Why Do MOE Experts Collapse? An In‑Depth Look at HOME’s Multi‑Task Architecture

This article analyzes the polarization issues in industrial Mixture‑of‑Experts (MoE) frameworks, explains expert collapse, degradation, and under‑fitting, and details the HOME model’s input types, architectural innovations, normalization, gating mechanisms, and related DICE‑BN insights.

NewBeeNLP
NewBeeNLP
NewBeeNLP
Why Do MOE Experts Collapse? An In‑Depth Look at HOME’s Multi‑Task Architecture

Polarization Phenomena in MoE

In industry, the widely used multi‑task framework is the expert‑mix (MoE) paradigm, which introduces shared and task‑specific experts and uses a gating network to weigh their contributions. Three main polarization problems are observed:

Expert collapse (all experts): Output distributions differ significantly, and many experts have ReLU zero‑activation rates exceeding 90%, making fair weight allocation difficult.

Expert degradation (shared experts): Some shared experts are dominated by a single task, losing their ability to serve multiple tasks.

Expert under‑fitting (task‑specific experts): Sparse tasks often ignore their dedicated experts, assigning larger weights to shared experts, because shared experts receive richer gradient signals from dense tasks.

Model Input

The HOME model’s features are roughly divided into four categories:

ID and categorical features obtained via simple lookups (e.g., user ID, item ID, tag ID, activity flags, author follow status, scene ID).

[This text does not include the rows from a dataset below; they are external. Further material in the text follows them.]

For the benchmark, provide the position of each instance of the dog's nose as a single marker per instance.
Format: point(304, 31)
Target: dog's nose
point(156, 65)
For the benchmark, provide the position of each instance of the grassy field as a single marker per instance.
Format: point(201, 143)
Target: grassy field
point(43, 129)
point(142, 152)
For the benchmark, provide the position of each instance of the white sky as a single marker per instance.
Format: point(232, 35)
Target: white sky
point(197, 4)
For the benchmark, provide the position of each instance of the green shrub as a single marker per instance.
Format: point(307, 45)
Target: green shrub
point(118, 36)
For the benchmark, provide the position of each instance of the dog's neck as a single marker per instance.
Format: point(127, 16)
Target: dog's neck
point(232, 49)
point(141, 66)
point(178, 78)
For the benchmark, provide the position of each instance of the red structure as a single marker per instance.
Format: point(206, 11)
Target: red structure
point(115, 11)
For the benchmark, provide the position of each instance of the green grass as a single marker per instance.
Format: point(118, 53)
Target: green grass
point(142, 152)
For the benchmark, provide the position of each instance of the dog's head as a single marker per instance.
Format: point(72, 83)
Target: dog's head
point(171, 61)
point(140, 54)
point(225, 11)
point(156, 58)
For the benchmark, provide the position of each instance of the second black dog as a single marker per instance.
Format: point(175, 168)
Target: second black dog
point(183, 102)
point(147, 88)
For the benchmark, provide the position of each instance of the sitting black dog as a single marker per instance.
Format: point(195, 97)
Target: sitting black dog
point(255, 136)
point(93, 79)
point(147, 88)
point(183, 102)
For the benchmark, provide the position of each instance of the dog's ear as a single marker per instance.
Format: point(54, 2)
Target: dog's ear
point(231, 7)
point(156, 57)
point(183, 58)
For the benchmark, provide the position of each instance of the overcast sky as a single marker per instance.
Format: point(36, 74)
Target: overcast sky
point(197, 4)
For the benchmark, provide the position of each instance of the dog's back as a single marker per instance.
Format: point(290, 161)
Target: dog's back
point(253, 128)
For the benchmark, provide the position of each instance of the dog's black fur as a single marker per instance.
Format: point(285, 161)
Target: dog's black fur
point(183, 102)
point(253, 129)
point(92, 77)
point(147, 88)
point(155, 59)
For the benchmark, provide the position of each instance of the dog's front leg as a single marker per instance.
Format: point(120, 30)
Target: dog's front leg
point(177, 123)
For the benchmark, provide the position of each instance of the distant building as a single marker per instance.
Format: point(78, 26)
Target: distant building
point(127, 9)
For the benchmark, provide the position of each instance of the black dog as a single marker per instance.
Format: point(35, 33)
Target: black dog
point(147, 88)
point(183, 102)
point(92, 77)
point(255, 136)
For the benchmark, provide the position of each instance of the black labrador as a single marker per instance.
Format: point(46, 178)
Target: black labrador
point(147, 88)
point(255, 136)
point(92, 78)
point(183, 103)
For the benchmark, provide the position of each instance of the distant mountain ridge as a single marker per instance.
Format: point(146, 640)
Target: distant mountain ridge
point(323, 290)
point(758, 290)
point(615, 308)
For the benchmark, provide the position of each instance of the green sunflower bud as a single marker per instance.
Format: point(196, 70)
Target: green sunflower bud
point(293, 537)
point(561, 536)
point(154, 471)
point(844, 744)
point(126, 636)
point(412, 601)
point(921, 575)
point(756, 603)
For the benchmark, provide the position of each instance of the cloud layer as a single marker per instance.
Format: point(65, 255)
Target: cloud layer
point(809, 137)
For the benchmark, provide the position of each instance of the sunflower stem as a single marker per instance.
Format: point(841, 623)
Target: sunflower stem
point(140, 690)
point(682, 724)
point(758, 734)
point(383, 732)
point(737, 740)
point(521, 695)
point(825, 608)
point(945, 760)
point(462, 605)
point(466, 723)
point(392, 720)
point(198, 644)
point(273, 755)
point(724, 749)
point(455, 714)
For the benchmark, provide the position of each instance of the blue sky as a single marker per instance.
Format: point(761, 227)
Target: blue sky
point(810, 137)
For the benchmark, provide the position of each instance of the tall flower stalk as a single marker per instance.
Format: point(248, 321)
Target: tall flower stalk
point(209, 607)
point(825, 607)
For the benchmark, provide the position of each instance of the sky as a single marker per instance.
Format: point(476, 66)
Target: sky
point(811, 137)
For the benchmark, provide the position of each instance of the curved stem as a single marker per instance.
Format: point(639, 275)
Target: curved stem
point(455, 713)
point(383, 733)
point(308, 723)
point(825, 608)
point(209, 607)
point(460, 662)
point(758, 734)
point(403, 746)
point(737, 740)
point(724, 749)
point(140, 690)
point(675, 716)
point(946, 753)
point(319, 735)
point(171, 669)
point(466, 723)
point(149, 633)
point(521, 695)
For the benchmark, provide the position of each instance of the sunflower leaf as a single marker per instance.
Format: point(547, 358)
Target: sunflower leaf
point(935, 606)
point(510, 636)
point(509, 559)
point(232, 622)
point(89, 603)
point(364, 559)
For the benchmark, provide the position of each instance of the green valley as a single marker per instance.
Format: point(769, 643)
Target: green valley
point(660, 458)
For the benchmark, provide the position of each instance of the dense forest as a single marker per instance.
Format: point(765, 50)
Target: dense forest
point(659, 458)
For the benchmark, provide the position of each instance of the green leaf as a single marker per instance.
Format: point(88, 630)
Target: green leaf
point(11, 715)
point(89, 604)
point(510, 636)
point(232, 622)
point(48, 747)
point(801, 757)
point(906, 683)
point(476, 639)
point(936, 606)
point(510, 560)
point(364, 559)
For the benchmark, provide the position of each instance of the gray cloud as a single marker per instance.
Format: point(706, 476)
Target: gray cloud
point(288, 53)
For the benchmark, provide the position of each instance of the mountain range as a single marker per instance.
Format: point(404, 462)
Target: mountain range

Statistical features that are bucketed and assigned IDs (e.g., short‑video view counts and durations over the past month).

Sequential features reflecting short‑ and long‑term user interests, modeled with one‑ or two‑stage attention mechanisms such as DIN, DIEN, SIM, Twin.

Pre‑trained multimodal embeddings (text, ASR, video, etc.).

Model Architecture

MOE Series Review

The evolution of non‑dependent multi‑task modeling based on experts includes:

Shared‑bottom architecture where multiple tasks share the same MLP.

Mixture‑of‑Experts (MoE) where different tasks are distinguished by separate gates.

ML‑MMOE that stacks MOE layers to boost expert learning capacity.

CGC that designs task‑specific experts.

PLE that employs both specific and shared experts in the embedding layer and MLP.

HOME Network Structure

Expert Normalization & Swish Mechanism Experts (MLP_E) exhibit significant mean and variance differences. Applying Batch Normalization aligns their distributions toward a standard normal shape, reducing the proportion of values that become zero after ReLU. To avoid activation saturation, the Swish function (x·sigmoid(x)) replaces ReLU, yielding more balanced expert outputs.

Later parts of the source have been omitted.